Saturday, February 17, 2007

Today the Church celebrates : Founders of the Orders of Servites

John Paul II: Contemplating and following the Transfigurated


Letter to the Hebrews 11,1-7.

Faith is the realization of what is hoped for and evidence of things not seen. Because of it the ancients were well attested. By faith we understand that the universe was ordered by the word of God, so that what is visible came into being through the invisible. By faith Abel offered to God a sacrifice greater than Cain's. Through this he was attested to be righteous, God bearing witness to his gifts, and through this, though dead, he still speaks. By faith Enoch was taken up so that he should not see death, and "he was found no more because God had taken him." Before he was taken up, he was attested to have pleased God. But without faith it is impossible to please him, for anyone who approaches God must believe that he exists and that he rewards those who seek him. By faith Noah, warned about what was not yet seen, with reverence built an ark for the salvation of his household. Through this he condemned the world and inherited the righteousness that comes through faith.

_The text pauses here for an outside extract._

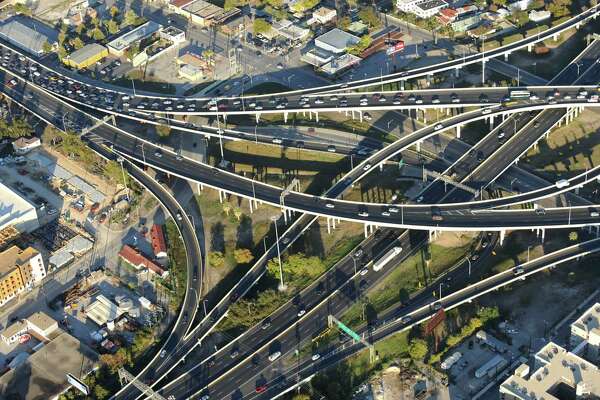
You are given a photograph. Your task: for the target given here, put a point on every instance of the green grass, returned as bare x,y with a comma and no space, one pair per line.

Psalms 145(144),2-3.4-5.10-11.

Every day I will bless you; I will praise your name forever.
Great is the LORD and worthy of high praise; God's grandeur is beyond understanding.
One generation praises your deeds to the next and proclaims your mighty works.
They speak of the splendor of your majestic glory, tell of your wonderful deeds.
All your works give you thanks, O LORD and your faithful bless you.
They speak of the glory of your reign and tell of your great works,


Holy Gospel of Jesus Christ according to Saint Mark 9,2-13.

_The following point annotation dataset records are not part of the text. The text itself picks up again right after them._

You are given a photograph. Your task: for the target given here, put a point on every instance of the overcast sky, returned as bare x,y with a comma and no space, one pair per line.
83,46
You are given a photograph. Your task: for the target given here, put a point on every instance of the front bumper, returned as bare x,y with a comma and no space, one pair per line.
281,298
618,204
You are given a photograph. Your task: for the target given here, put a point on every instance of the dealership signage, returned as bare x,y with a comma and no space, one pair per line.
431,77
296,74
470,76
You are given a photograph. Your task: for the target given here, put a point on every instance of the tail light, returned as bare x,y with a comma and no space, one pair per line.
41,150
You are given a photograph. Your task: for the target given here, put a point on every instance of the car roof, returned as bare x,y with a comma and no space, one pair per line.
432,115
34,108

After six days Jesus took Peter, James, and John and led them up a high mountain apart by themselves. And he was transfigured before them, and his clothes became dazzling white, such as no fuller on earth could bleach them. Then Elijah appeared to them along with Moses, and they were conversing with Jesus. Then Peter said to Jesus in reply, "Rabbi, it is good that we are here! Let us make three tents: one for you, one for Moses, and one for Elijah." He hardly knew what to say, they were so terrified. Then a cloud came, casting a shadow over them; then from the cloud came a voice, "This is my beloved Son. Listen to him." Suddenly, looking around, they no longer saw anyone but Jesus alone with them. As they were coming down from the mountain, he charged them not to relate what they had seen to anyone, except when the Son of Man had risen from the dead. So they kept the matter to themselves, questioning what rising from the dead meant. Then they asked him, "Why do the scribes say that Elijah must come first?" He told them, "Elijah will indeed come first and restore all things, yet how is it written regarding the Son of Man that he must suffer greatly and be treated with contempt? But I tell you that Elijah has come and they did to him whatever they pleased, as it is written of him."




Commentary of the day :

John Paul II, pope from 1978 to 2005
Vita Consecrata, § 75 - Copyright © Libreria Editrice Vaticana

Contemplating and following the Transfigurated


He continually calls new disciples to himself, both men and women, to communicate to them, by an outpouring of the Spirit (cf. Rom 5:5), the divine agape, his way of loving, and to urge them thus to serve others in the humble gift of themselves, far from all self-interest. Peter, overcome by the light of the Transfiguration, exclaims: "Lord, it is well that we are here" (Mt 17:4), but he is invited to return to the byways of the world in order to continue serving the Kingdom of God:

"Come down, Peter! You wanted to rest up on the mountain: come down. Preach the word of God, be insistent both when it is timely and when it is not; reprove, exhort, give encouragement using all your forbearance and ability to teach. Work, spend yourself, accept even sufferings and torments, in order that, through the brightness and beauty of good works, you may possess in charity what is symbolized in the Lord's white garments" (Saint Augustine, Sermon 78:6).

The fact that consecrated persons fix their gaze on the Lord's countenance does not diminish their commitment on behalf of humanity; on the contrary, it strengthens this commitment, enabling it to have an impact on history, in order to free history from all that disfigures it.